Como resultado, universidades e grupos educacionais alertam que o declínio pode prejudicar o setor de educação internacional da Grã-Bretanha.

O governo introduziu políticas de migração mais rígidas nos últimos dois anos. Especificamente, essas medidas incluem limites salariais mais altos e regras mais rígidas para vistos de dependentes.

Notavelmente, a migração líquida para a Grã-Bretanha também caiu drasticamente sob a estrutura atual.

Os defensores argumentam que políticas mais rígidas restauram a confiança nos controles de imigração. Entretanto, os críticos temem que a Grã-Bretanha pareça menos receptiva aos talentos globais.

As universidades dependem muito da receita das mensalidades internacionais. Portanto, a queda no número de matrículas pode gerar pressão financeira em todo o setor de ensino superior.

As organizações empresariais também levantaram preocupações sobre impactos econômicos mais amplos.

As operadoras de turismo temem que a confusão do ETA possa desencorajar viagens espontâneas para a Grã-Bretanha. Enquanto isso, as companhias aéreas continuam se adaptando às exigências adicionais de conformidade.

O governo insiste que os viajantes legítimos ainda podem acessar a Grã-Bretanha de forma eficiente por meio do sistema digital.
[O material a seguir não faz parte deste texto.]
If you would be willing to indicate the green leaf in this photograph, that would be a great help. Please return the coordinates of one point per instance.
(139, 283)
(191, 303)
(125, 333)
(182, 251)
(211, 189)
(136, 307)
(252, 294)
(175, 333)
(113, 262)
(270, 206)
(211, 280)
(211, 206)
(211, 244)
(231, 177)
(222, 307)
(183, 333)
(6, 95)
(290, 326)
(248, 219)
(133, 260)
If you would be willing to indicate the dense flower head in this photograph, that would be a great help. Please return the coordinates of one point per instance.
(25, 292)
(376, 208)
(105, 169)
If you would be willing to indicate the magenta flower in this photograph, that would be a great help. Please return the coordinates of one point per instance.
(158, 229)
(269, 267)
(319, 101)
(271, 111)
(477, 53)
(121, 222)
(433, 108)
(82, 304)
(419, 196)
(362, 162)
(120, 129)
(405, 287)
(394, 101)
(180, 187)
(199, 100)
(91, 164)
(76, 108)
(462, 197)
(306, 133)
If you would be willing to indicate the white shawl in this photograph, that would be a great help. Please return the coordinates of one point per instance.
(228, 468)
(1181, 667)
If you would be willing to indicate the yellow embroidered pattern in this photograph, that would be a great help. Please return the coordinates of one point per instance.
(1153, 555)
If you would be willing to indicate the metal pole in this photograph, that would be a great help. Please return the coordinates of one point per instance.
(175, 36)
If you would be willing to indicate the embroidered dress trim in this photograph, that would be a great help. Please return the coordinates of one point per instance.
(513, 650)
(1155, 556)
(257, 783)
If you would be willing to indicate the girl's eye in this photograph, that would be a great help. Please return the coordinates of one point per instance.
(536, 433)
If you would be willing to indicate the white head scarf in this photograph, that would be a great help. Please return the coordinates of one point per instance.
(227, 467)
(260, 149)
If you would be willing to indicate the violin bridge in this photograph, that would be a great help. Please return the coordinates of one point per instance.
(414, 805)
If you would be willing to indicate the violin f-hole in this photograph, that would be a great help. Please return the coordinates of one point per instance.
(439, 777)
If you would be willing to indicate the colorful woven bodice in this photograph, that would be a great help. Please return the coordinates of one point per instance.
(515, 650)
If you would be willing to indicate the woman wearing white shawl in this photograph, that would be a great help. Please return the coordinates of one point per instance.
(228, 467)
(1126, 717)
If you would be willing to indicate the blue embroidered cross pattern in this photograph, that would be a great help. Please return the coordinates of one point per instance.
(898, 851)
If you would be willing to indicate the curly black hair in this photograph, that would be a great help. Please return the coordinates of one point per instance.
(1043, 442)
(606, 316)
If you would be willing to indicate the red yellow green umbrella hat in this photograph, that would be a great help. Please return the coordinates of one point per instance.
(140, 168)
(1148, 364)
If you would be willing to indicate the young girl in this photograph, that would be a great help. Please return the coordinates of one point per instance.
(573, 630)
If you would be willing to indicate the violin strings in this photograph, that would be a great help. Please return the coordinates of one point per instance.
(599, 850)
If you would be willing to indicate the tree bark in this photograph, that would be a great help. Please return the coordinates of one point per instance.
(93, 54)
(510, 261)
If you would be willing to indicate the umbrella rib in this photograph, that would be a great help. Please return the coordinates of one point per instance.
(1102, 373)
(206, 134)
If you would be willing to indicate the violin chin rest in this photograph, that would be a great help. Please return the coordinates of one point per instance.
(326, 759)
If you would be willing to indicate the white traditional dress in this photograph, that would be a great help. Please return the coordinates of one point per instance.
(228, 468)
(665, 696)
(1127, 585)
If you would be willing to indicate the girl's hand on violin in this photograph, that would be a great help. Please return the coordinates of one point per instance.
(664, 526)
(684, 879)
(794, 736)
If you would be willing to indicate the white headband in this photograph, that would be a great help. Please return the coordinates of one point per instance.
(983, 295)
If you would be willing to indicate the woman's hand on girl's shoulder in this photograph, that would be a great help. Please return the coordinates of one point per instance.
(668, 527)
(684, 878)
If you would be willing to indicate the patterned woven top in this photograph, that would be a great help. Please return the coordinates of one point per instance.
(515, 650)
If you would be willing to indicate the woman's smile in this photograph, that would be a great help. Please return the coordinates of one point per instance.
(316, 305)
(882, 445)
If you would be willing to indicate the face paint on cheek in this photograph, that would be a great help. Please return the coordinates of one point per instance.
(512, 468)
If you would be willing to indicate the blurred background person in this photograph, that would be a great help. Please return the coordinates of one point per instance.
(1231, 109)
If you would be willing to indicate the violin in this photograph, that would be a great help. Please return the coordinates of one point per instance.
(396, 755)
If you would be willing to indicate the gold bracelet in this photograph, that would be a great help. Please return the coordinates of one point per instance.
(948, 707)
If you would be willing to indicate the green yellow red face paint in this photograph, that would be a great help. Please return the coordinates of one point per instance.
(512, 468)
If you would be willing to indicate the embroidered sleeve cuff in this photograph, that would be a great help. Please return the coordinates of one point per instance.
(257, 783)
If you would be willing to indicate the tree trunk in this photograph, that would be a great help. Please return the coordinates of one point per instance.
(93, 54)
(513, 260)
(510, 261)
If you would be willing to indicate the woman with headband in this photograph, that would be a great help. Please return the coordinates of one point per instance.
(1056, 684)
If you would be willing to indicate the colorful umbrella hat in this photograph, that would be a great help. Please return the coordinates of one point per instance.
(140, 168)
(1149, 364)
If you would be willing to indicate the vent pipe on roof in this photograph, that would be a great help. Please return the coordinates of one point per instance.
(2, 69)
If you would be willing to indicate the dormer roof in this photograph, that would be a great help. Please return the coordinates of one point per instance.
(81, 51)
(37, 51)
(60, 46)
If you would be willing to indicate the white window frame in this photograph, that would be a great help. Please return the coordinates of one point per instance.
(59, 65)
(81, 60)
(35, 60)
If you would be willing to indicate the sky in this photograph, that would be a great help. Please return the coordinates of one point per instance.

As autoridades também enfatizam que a maioria dos pedidos de ETA é aprovada rapidamente.

Os viajantes enfrentam uma curva de aprendizado da ETA do Reino Unido

Milhões de viajantes já se adaptaram com sucesso ao novo processo. No entanto, os especialistas dizem que a educação do público continua sendo essencial.

Os consultores de viagem agora incentivam os passageiros a verificar os requisitos de ETA bem antes das datas de partida.

Além disso, cada vez mais as empresas incluem lembretes de ETA nas políticas de viagens corporativas.

Os especialistas jurídicos também aconselham os viajantes com recusas de visto anteriores a buscar orientação antes de fazer a solicitação.

O governo do Reino Unido continua expandindo os recursos on-line que explicam a qualificação para o ETA e os procedimentos de solicitação. Entretanto, alguns críticos dizem que as informações continuam fragmentadas.

Os grupos do setor de viagens querem mensagens mais claras nas companhias aéreas, plataformas de reserva e sites do governo.

Enquanto isso, a Grã-Bretanha planeja mais atualizações digitais nas fronteiras nos próximos anos.

As autoridades acreditam que a automação acabará reduzindo o tempo de processamento e melhorando a segurança da fronteira simultaneamente.

Ainda assim, a implementação do ETA representa uma das mudanças mais significativas na política de viagens da Grã-Bretanha em décadas.

O sucesso de longo prazo do sistema pode depender de uma implementação mais suave, e não apenas de uma aplicação mais rigorosa.

À medida que a Grã-Bretanha se aprofunda no gerenciamento digital de fronteiras, milhões de viajantes precisam continuar se adaptando à nova realidade.